Univariate and Multivariate Analysis of Septic Shock Group

Variables	Univariate Analysis			Multivariate Analysis
	OR	95% CI	p value	OR	95% CI	p value
Age (year)	1.007	0.832–1.089	0.852
Gender (male)	1.765	0.491–6.337	0.384
PCT-c	0.144	0.035–0.601	0.008	0.196	0.041–0.933	0.041
CRP-c	0.183	0.021–1.610	0.126
Lactic acid-c	0.900	0.197–4.108	0.892
B-c	0.571	0.145–2.247	0.423
ASCs-c	0.078	0.013–0.470	0.005	0.107	0.016–0.725	0.022

Abbreviations: B-c, B cells cut-off; CRP-c, C-reactive protein cut-off; lactic acid-c, lactic acid cut-off; PCT-c, procalcitonin cut-off; ASCs-c, antibody-secreting cells cut-off.

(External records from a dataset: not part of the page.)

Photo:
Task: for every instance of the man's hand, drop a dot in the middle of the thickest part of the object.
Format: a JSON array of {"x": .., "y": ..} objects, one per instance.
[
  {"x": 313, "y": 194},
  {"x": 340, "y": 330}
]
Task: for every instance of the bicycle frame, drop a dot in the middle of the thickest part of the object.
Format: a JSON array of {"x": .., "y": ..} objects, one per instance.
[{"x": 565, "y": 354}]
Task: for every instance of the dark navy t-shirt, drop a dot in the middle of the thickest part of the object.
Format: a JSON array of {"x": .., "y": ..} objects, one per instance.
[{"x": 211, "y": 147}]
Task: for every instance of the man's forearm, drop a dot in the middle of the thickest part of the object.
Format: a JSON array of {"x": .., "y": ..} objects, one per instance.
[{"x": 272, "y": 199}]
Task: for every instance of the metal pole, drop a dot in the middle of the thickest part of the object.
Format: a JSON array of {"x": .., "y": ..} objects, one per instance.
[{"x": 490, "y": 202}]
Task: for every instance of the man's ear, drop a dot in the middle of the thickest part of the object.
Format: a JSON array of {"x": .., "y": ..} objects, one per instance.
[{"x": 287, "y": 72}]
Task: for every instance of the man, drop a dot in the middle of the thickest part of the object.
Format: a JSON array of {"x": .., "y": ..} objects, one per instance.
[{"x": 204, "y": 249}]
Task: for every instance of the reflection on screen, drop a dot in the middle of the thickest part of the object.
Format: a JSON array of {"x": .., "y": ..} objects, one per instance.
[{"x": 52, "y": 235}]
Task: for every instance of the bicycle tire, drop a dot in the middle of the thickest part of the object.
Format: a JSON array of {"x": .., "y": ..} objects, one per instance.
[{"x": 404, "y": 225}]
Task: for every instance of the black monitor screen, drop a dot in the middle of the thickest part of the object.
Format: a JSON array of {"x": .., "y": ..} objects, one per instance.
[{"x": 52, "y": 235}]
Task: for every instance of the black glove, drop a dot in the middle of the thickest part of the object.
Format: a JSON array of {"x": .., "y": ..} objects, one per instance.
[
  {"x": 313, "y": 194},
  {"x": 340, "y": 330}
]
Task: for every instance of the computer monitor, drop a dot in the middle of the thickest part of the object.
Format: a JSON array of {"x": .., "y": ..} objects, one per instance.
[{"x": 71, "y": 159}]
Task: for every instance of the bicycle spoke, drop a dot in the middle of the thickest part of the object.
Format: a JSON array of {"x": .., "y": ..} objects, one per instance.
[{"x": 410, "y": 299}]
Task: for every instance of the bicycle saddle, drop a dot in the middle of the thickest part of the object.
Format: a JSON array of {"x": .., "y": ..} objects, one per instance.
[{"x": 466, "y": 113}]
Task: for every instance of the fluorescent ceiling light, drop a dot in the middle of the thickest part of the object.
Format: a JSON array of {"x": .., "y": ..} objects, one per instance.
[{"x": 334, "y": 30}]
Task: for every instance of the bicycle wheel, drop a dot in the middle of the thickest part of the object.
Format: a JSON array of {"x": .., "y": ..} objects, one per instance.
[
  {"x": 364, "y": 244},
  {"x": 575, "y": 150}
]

Circulating ASCs Levels in Predicting the Survival Rate of 28-Day Mortality in Septic Shock

Subsequently, we used the two parameters mentioned above to develop a predictive nomogram for septic shock in elderly patients. The total points corresponded to a predicted unfavorable outcome in septic shock (Figure 5B). What’s more, septic shock patients with a higher PCT level (> 24.82 ng/mL) had obviously better outcomes than those with lower level (≤ 24.82 ng/mL) (Log rank test, p = 0.032) in 28-day mortality (Figure 5C). Meantime, circulating ASCs levels > 6.36 cells/μL even presented a better prognosis than those ≤ 6.36 cells/μL (Log rank test, p = 0.006) in septic shock patients (Figure 5D). Moreover, some laboratory indicators and inflammatory mediators, such as hemoglobin, neutrophil, and monocytes, showed visible differences between ASCs highly and lowly produced groups in septic shock patients (Figure 5E). Thus, we identified ASCs population as a best model for prediction of 28-day mortality risk for septic shock.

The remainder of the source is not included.